Here’s where to begin your search for a new love:
Give Online Dating a Shot
Though you probably don’t want to download every online dating app imaginable, signing up for an online dating membership is a low-key way to dip your toe into dating. “Online dating can be tricky but it certainly is an avenue where you can meet people as well as make new friends. Find a dating site that is right for you and try it out one at a time and see how it goes,” Michael says. With this type of dating, you don’t want to set your expectations too high because you’ll likely have to weed out several duds before finding someone who could be your match. You also want to be mindful of not chatting endlessly, but actually going out on dates, too.
Join An Activity Group
If your ex-wife was never into running and wouldn’t go out on a Saturday morning with you to exercise, consider this: now you can meet someone who will.
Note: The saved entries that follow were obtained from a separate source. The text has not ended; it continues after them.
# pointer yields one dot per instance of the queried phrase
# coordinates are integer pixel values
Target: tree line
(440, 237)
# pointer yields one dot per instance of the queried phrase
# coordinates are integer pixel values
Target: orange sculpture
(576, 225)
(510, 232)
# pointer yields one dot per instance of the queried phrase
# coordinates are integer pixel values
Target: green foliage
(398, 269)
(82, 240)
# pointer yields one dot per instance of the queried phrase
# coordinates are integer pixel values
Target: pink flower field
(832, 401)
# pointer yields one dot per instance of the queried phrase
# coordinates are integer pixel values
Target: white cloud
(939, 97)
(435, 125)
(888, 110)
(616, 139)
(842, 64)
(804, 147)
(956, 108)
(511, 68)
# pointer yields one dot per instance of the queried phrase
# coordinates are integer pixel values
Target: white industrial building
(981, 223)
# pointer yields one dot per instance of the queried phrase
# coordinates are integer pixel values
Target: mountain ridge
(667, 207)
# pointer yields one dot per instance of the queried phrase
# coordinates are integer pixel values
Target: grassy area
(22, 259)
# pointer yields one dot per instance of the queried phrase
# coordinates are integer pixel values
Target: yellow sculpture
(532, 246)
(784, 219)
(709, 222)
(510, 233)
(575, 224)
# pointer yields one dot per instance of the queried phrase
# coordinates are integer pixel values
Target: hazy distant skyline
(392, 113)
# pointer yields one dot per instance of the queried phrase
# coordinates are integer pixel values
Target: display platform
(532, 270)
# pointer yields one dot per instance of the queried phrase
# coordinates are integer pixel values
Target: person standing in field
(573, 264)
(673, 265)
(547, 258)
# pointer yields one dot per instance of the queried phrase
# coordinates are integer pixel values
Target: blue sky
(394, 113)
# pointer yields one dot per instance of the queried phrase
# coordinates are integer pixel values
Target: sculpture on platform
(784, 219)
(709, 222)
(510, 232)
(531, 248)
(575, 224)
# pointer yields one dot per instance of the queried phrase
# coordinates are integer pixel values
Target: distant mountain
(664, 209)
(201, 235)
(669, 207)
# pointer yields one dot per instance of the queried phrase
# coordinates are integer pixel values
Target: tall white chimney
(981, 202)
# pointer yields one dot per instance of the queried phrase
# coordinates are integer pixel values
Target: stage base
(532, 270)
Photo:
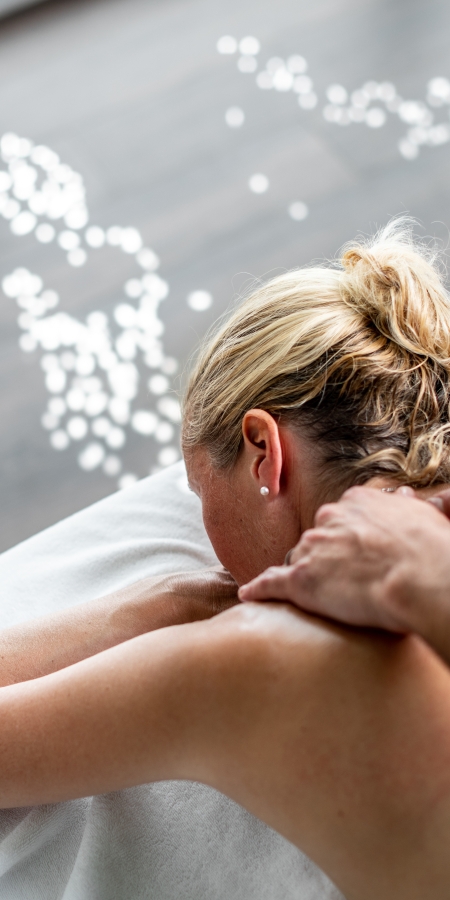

Or, if it bothered you that your ex-wife wasn’t interested in traveling, you can be rest assured that you can find another woman who will collect passport stamps with you. The only hurdle in your way is getting out there and finding people who share your same interests. “A great way is to join a meetup group and go hiking or an activity he enjoys doing. This will get him out of the house and he can meet new people and that can lead to dating slowly. Join a club or group meeting and get involved in something that moves you inspires you and you have fun doing and meet people that way,” Michael says.
Get Help from Friends
Now that you’re available, tell people! One of the best ways to meet a partner is through a recommendation. “A way to ease into dating, is to let your friends know you’re back on the dating scene and interested in meeting single women. Ask them to introduce you at parties or social gatherings where it may be more comfortable than a blind date. If you and the woman don’t hit it off, then there are other people to hang out with instead of having to sit through the rest of an uncomfortable date,” Geter says.